Best Evidence was widely criticized in the mainstream press as "bizarre", but by March 1981 it rose to number 4 on The New York Times nonfiction bestseller list, and remained on the list for several months. In 1988, Lifton put out an expanded edition, which included graphic autopsy photos he had recently obtained, and it led to another period of robust sales.

==Later Life==
In 1991 the 37-minute documentary film Best Evidence: The Research Video, produced and directed by Lifton, was released. The production presents the arguments in Lifton's book in documentary-form, with excerpts from his interviews of people connected with JFK's autopsy. In 1993, Lifton was portrayed by Robert Picardo in the television movie Fatal Deception: Mrs.
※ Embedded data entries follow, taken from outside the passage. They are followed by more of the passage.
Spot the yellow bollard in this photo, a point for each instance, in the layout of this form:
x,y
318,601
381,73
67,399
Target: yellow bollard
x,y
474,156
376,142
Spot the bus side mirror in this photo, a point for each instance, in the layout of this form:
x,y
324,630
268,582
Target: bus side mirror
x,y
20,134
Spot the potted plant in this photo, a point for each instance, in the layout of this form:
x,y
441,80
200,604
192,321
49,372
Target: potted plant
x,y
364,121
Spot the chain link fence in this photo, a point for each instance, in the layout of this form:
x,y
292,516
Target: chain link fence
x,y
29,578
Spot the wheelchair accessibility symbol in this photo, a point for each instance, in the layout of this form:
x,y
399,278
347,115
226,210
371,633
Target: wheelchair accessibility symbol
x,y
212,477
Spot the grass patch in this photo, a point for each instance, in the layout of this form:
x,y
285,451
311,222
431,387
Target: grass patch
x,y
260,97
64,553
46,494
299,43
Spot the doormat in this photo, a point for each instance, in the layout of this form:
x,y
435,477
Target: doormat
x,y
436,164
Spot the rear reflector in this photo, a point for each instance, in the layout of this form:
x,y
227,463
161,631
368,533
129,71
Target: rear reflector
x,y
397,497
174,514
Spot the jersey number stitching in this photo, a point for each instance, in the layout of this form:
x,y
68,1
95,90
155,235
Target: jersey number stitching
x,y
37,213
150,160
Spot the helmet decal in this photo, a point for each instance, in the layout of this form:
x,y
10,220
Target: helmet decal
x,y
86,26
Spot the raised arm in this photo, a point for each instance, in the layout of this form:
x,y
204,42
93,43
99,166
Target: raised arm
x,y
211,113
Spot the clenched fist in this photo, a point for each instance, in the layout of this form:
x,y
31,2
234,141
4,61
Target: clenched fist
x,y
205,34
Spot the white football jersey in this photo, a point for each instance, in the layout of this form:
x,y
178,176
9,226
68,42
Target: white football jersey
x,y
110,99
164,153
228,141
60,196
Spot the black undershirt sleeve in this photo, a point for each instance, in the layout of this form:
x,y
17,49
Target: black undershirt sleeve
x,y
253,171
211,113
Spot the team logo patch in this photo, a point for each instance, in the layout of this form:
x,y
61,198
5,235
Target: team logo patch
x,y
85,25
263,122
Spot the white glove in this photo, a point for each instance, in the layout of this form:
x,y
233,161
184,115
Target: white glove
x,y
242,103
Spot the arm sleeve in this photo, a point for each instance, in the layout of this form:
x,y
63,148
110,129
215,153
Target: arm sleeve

Lee Harvey Oswald.

Lifton testified at the Assassination Records Review Board's "Review Board Experts' Conference" in May 1995 and on 17 September 1996 at a public hearing of the Board in Los Angeles. He also provided the Board with various materials including 35mm interpositives of the Zapruder film, alongside copies of audiotapes, videotapes, and transcripts of his witness interviews.

Lifton lived most of his adult life in West Los Angeles. As of 2010, he was working there full-time on a major volume about Oswald, tentatively titled Final Charade: Lee Oswald and the Assassination of President Kennedy.

Lifton was interviewed for the 2022 documentary The Assassination & Mrs. Paine about Ruth Paine.

==Death==
David Lifton died on December 6, 2022, in hospice care in Las Vegas, Nevada, at age 83.

In a eulogy posted on the kennedysandking.com assassination website (successor to the ctka.net website that lobbied for declassification of all JFK files), researcher and author James DiEugenio commented on Lifton's unpublished manuscript:
At the time of his death, Lifton had been working for a very long time - decades actually - on a biography of Lee Harvey Oswald. That book was entitled Final Charade. This was to be part of a trilogy of Best Evidence, Final Charade and a volume on the Zapruder film. In the anthology The Great Zapruder Film Hoax, Lifton submitted an essay called "Pig on a Leash" about his theories of Z film alteration. We should all hope that the manuscript of Final Charade will eventually be published. Lifton spent so many years on it, so much money, and so much effort, that it needs to be printed. Only then can it be judged as part of the Lifton canon.